NEDA TOOLKIT for Coaches and Trainers
Avoidant Restrictive Food Intake Disorder (ARFID) is
defined by the following criteria:
• An eating or feeding disturbance as manifested
by persistent failure to meet appropriate
nutritional and/or energy needs associated
with one (or more) of the following:
Significant loss of weight (or failure
to achieve expected weight gain or
faltering growth in children)
Significant nutritional deficiency
Dependence on enteral feeding or oral
nutritional supplements
Marked interference with psychosocial
functioning • The behavior is not better explained by lack of
available food or by an associated culturally
sanctioned practice.
• The behavior does not occur exclusively
during the course of anorexia nervosa or
bulimia nervosa, and there is no evidence of
a disturbance in the way one’s body weight or
shape is experienced.
The eating disturbance is not attributed to
a medical condition or better explained by
another mental health disorder.

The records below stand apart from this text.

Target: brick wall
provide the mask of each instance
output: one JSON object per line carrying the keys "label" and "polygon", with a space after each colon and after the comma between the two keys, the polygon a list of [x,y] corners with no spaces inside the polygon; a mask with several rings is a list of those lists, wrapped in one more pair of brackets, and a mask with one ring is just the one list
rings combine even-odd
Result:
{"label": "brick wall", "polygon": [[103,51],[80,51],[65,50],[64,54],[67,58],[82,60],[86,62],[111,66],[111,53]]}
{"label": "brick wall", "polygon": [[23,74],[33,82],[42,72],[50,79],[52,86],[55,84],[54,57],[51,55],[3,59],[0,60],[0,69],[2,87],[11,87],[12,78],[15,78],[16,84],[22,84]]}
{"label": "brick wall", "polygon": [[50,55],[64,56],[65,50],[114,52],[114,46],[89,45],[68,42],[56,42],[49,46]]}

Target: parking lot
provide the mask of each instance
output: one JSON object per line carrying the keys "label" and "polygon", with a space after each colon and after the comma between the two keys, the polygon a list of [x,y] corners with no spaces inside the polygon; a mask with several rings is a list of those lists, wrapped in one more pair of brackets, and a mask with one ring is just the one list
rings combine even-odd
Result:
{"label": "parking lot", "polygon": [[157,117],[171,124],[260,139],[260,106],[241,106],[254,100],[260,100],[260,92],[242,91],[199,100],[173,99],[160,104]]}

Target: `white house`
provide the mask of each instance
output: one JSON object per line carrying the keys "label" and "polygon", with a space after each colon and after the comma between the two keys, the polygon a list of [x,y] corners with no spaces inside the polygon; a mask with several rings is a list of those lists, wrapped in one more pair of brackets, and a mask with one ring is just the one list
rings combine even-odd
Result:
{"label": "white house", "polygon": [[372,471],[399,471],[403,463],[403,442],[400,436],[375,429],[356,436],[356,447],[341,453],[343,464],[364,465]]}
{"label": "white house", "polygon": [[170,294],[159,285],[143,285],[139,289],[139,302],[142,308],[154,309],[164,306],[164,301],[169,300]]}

When it does
occur in the presence of another condition/
disorder, the behavior exceeds what is usually
associated with the condition, and warrants
additional clinical attention.
Other Specified Feeding or Eating Disorder (OSFED),
formerly known as Eating Disorder Not Otherwise
Specified (EDNOS), is a term used in the American
Psychiatric Association’s Diagnostic and Statistical
Manual of Mental Disorders to describe feeding or
eating behaviors that cause clinically significant distress
and impairment in areas of functioning, but do not
meet the full criteria for any of the other feeding and
eating disorders.
A diagnosis might then be allocated that cites a specific
reason why the presentation does not meet the
criteria of another disorder (e.g., bulimia nervosa –
low frequency). The following are further examples of
OSFED: • Atypical Anorexia Nervosa: All criteria are
met, except despite significant weight loss,
the individual’s weight is within or above the
normal range.
• Binge Eating Disorder (of low frequency and/
or limited duration): All of the criteria for BED
are met, except at a lower frequency and/or for
less than three months.
• Bulimia Nervosa (of low frequency and/or
limited duration): All of the criteria for bulimia
nervosa are met, except that the binge eating
and inappropriate compensatory behavior
occurs at a lower frequency and/or for less
than three months.
• Purging Disorder: Recurrent purging behavior
to influence weight or shape in the absence of
binge eating
• Night Eating Syndrome: Recurrent episodes
of night eating. Eating after awakening from
sleep, or excessive food consumption after
the evening meal. The behavior is not better
explained by environmental influences or
social norms. The behavior causes significant
distress/impairment. The behavior is not better
explained by another mental health disorder
(e.g., BED).
In addition, there are some unofficial terms, some of
which have been popularized by the media, which are
sometimes used in the sports community:
• Anorexia athletica: a term used for a sub-
group of athletes with eating disorder
symptoms that do not permit a diagnosis of
anorexia nervosa or bulimia nervosa, and
would therefore fall within OSFED.
• Orthorexia nervosa: a term used to describe
individuals who take their concerns about
eating “healthy” foods to dangerous and/or
obsessive extremes.
• Diabulimia: the manipulation of insulin by
diabetics for the purpose of losing weight.
• Drunkorexia: self-imposed starvation or
bingeing and purging, combined with alcohol
abuse. While anorexia nervosa and bulimia nervosa are terms
most people have heard of, there is a growing body of
research that points to the destructive consequences of
disordered eating. An athlete may not meet the criteria
for full-blown anorexia nervosa or bulimia nervosa,
but his/her habits and patterns can negatively affect
performance, team dynamics, and health.